Today, I have absolutely zero interest in trying to sell my music as an end product. In my experience, concern over how many ‘units’ you have shifted (physical or digital) and taking that as some kind of measure of success can only ever impact negatively on the relationship you have with your own music, the relationships you have with those you make music with and, ultimately, on the music itself.
This week’s Industry Studies session was taken by guest speaker Stefan Gordon. Stefan had been a member of the 90s/2000s, Anglo/American, male/female, rock/hip-hop band Brassy. Although I’d never heard of them, Brassy had enjoyed some American chart success and a substantial number of syncs for film, TV and advertising.
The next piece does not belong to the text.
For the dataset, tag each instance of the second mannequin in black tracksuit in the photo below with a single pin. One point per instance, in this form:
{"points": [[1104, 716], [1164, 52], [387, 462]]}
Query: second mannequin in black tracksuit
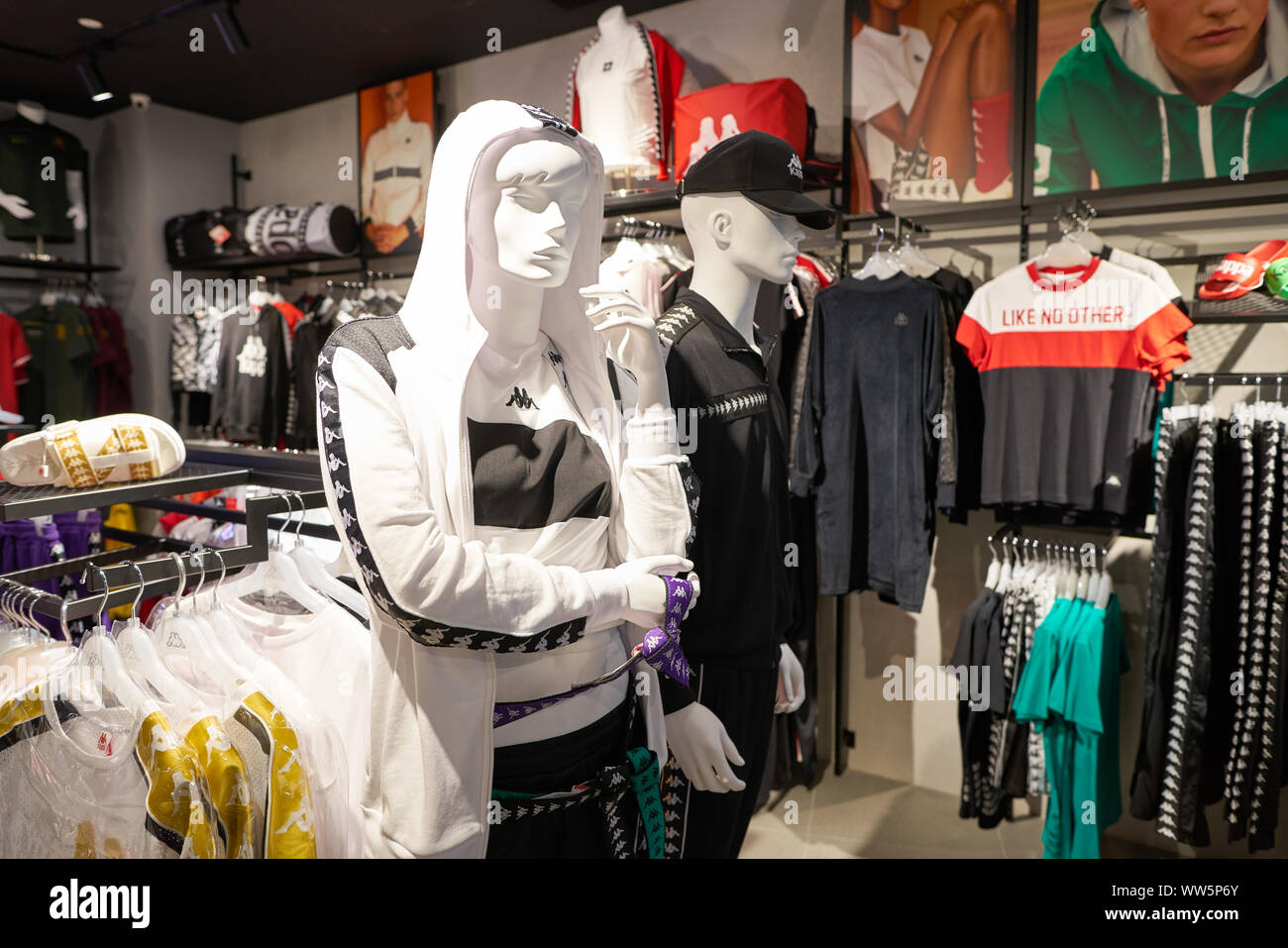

Stefan’s story is very interesting but try as he might, he couldn’t paint a positive picture of his experiences in the ‘industry’. Tales of sharks, tossers and unpaid tax bills abound. As we all know, the music industry is in terminal flux and the traditional model record companies are, well, fucked basically. However, on hearing about desperate, major label style tac-tics such as 360 deals discussed in today’s session, it seems that the sharks and tossers are still lurking and sniffing out fresh blood. Fledgling artists signing one of these contracts are possibly far worse off than with the traditional record companies’ ‘instant huge debt’ deal.
If your aim is to make a living through the music you make (the word is monetize, I believe), there’s a whole spectrum of strategy, manifesto and opinion out there (see Andrew Dubber, Gerd Leonhard, Bobby Owsinski) but far too wide ranging to discuss here.
The DIY approach is now more doable than ever and, in my opinion, is the only way to go but, take it from me, you’ll still have to remember to pay your tax bill.